Archive for the ‘OS X’ category

MacTech Conference 2013

November 5, 2013

MacTech_Conference_2013-Gradient-logo-200x073My colleague, Matt Schnittker, and I will be leading a workshop on “Python for Systems Administrators” on Wednesday at MacTech Conference 2013.

If you are planning on participating in the workshop, please visit here first to get your class materials: http://gregneagle.github.io/mtc2013_python/

Hope to see you there!

Mavericks and Multiple Displays

November 3, 2013

In OS X 10.9 Mavericks, Apple changed multiple display behavior in the most dramatic way since 1987. By default, each display now has its own menu bar. Windows can be dragged from one display to another, but they cannot span displays. And putting an application into full screen mode affects only one display. You can use other displays, either with multiple applications, or with other full-screen applications.
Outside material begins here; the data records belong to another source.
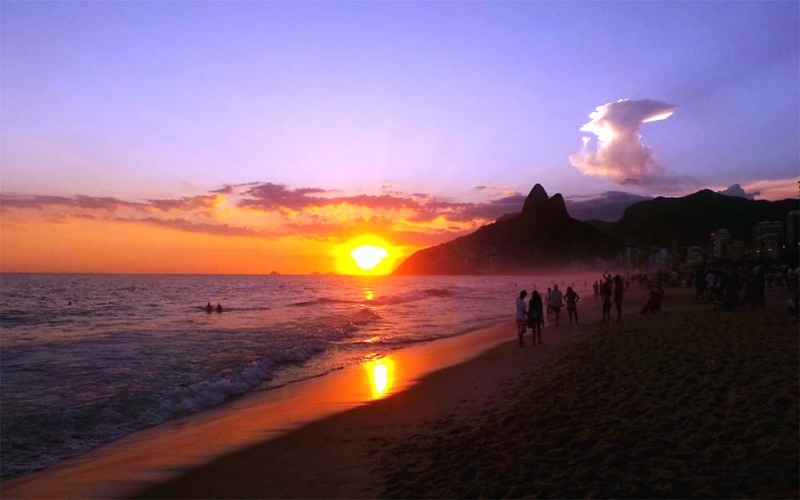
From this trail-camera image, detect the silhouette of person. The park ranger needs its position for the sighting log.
[614,274,625,321]
[515,290,528,347]
[600,275,612,323]
[528,290,544,345]
[547,284,564,326]
[564,286,581,325]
Apple describes this behavior as “Displays have separate Spaces”, and indeed the effect is almost like having multiple Macs connected to a single keyboard and mouse. I find that I like the new behavior, as I tend to put different applications on different displays.

This is a very different way of working with multiple displays, and might cause some confusion and annoyance for your users and support staff if they aren’t aware of the change, or if it affects their workflows. If you or your users prefer the “old” pre-Mavericks behavior, it’s simple to revert. Open the Mission Control preference pane in System Preferences, and uncheck “Displays have separate Spaces”. A logout is required to effect the change.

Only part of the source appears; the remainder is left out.